2) Remarkably the authors find closed analytic formulae for many-point functions of local operators at different times in the thermodynamic limit. This is a rather unique situation which is probably quite particular for this model and choice of potential, but which still gives a powerful benchmark for future work.
3) The paper is well written and well presented. Despite being rather technical and many different techniques being used, it manages to present the results in an accessible and clear way.
1) The main weakness is that the nice results obtained here seem only accessible in this form for this particular model, so the authors are treating a very simple and particular case and much of what they achieve here will not be accessible in other cases. At the same time, the authors are clear from the beginning about this and I believe their contribution is valuable as an example that stills captures features we may see in more general theories. So this is not a strong weakness.
2) There are also a few trivial typos that I report later.
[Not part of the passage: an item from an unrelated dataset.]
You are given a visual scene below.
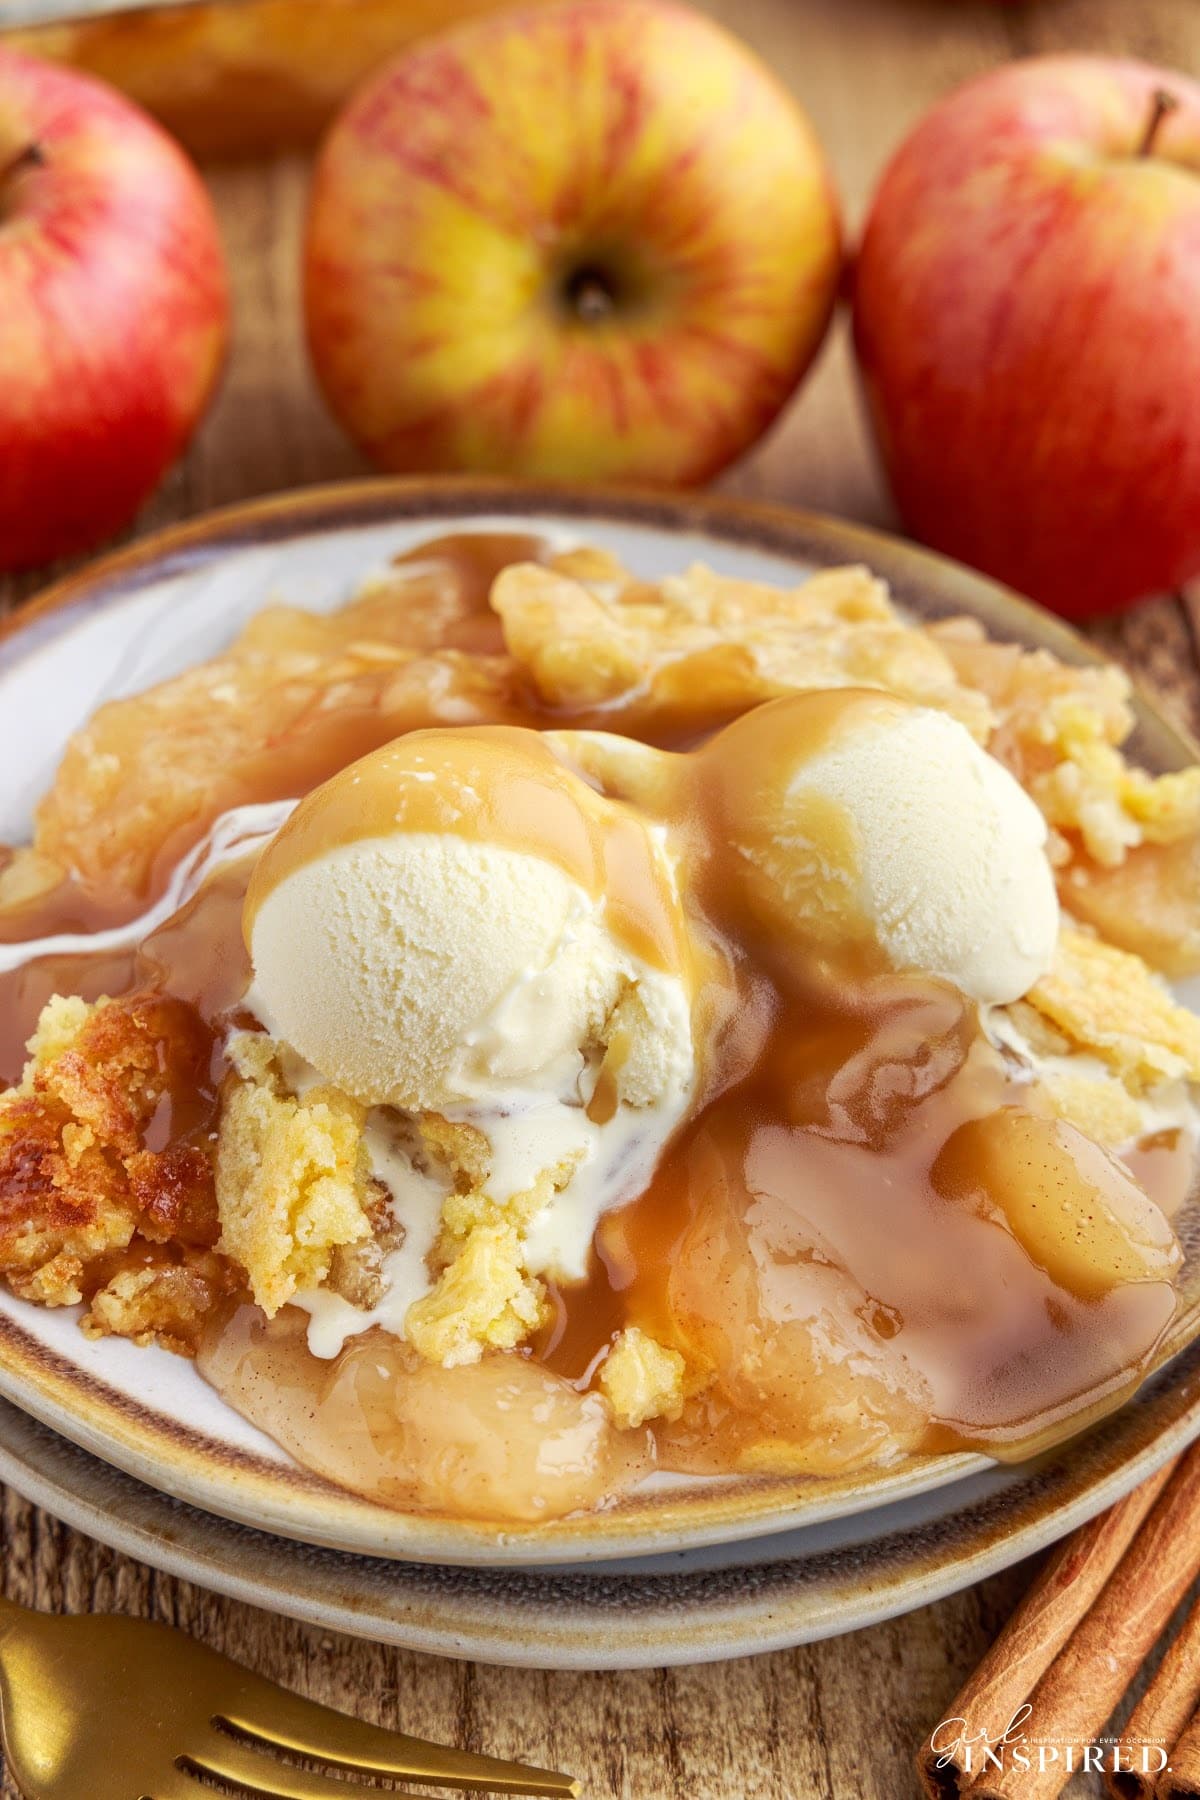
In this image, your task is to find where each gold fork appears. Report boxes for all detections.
[0,1593,580,1799]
This is a good paper which solves a clearly defined, interesting, and timely problem, namely computing correlation functions of operators at different times in a many-body quantum system which is driven out of equilibrium. The out-of-equilibrium dynamics is generated by the presence of a potential (trap) which varies periodically (harmonically) in time. The original system (before setting up the trap) is a hard-core boson gas which may be seen as a particular limit of the Lieb-Liniger model (an integrable model).
The paper is well written and well structured. Many different techniques are used (from hydrodynamic equations to CFT in curved space-time) and these are explained with the level of detail that is required to make the paper understandable.
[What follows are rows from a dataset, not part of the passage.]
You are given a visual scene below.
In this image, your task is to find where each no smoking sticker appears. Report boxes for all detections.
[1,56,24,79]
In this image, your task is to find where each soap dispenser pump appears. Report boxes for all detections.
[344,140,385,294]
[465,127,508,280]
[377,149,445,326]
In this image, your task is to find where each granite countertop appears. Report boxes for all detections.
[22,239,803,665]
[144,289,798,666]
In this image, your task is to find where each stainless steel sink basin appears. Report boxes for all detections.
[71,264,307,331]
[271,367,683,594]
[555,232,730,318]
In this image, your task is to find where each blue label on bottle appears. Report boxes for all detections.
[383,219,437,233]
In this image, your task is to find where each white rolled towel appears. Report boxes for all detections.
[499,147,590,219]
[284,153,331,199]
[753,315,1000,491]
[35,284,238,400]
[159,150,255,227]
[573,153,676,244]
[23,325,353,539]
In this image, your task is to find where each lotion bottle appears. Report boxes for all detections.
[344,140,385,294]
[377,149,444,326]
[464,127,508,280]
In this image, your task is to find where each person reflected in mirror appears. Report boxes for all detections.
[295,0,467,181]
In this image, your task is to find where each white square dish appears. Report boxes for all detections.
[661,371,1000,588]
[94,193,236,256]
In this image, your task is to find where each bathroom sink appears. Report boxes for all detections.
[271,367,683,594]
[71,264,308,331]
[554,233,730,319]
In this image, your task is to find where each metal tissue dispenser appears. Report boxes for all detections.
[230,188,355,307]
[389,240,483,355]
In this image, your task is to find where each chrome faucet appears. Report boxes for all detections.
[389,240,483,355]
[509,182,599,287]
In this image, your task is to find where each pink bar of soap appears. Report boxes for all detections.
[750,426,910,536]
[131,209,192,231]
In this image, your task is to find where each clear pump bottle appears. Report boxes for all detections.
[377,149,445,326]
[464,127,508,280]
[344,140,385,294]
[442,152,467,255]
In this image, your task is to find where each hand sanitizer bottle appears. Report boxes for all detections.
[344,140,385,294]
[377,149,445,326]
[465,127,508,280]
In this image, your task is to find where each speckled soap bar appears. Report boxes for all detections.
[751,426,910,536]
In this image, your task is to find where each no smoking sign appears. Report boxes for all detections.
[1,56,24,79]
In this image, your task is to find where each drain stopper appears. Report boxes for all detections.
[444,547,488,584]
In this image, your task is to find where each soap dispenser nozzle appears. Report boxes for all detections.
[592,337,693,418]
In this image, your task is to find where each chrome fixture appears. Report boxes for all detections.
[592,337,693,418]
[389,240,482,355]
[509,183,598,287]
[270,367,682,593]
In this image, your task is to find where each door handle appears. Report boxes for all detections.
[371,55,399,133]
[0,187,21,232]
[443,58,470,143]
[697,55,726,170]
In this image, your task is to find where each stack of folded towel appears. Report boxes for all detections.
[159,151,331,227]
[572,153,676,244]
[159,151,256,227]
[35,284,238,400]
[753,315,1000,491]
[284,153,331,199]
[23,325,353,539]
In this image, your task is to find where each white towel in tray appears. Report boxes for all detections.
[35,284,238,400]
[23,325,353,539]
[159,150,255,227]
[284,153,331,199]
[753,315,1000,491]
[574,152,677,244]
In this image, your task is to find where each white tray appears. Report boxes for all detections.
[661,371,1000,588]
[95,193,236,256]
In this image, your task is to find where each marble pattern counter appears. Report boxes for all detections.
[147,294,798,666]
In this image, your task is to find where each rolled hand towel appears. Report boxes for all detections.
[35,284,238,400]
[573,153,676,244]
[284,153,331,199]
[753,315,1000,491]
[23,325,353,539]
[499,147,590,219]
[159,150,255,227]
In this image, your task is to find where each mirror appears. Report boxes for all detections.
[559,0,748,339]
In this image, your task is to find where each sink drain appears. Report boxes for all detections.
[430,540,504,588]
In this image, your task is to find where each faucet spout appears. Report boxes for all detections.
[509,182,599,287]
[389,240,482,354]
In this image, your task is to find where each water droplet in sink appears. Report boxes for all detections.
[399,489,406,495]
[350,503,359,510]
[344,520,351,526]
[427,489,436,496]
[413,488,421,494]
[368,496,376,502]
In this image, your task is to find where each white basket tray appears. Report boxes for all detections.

The results are rather impresive as they are very explicit. In particular closed expressions for many point functions at different times are presented (the likes of which I have not seen for any other example) and successfully tested against numerical simulations.
I think that the paper could be published in its current form as I have no strong criticism. There are a couple of small suggestions I propose in the next section, but some of these are optional and (in part) a matter of taste.
I noticed some small inconsistencies in the use of capitals for words derived from people's names. For instance "galilean" is written both as "galilean" and as "Galilean" in different parts of the paper. Similarly "lagrangian" and "Laplacian" are both used. I think both uses are perfectly fine, but the authors should try to be consistent throughout the paper.
There are also a couple of equations that are too long (e.g. (67)) so should consider their presentation.
Finally, I have a tiny suggestion. Even though the paper is well written I have personally found it a bit difficult to follow at times, as different techniques are introduced at each stage, interrupting the flow of the presentation of original results. I personally find it quite useful in long papers to have a section after the introduction called something like "Summary of the main results" where you can report the main formulae (say for instance (52)) and give an indication of the techniques that are required to obtain them. I know some sort of summary is already given at the end of Section 1 but I think you could have an expanded version of that just before section 2.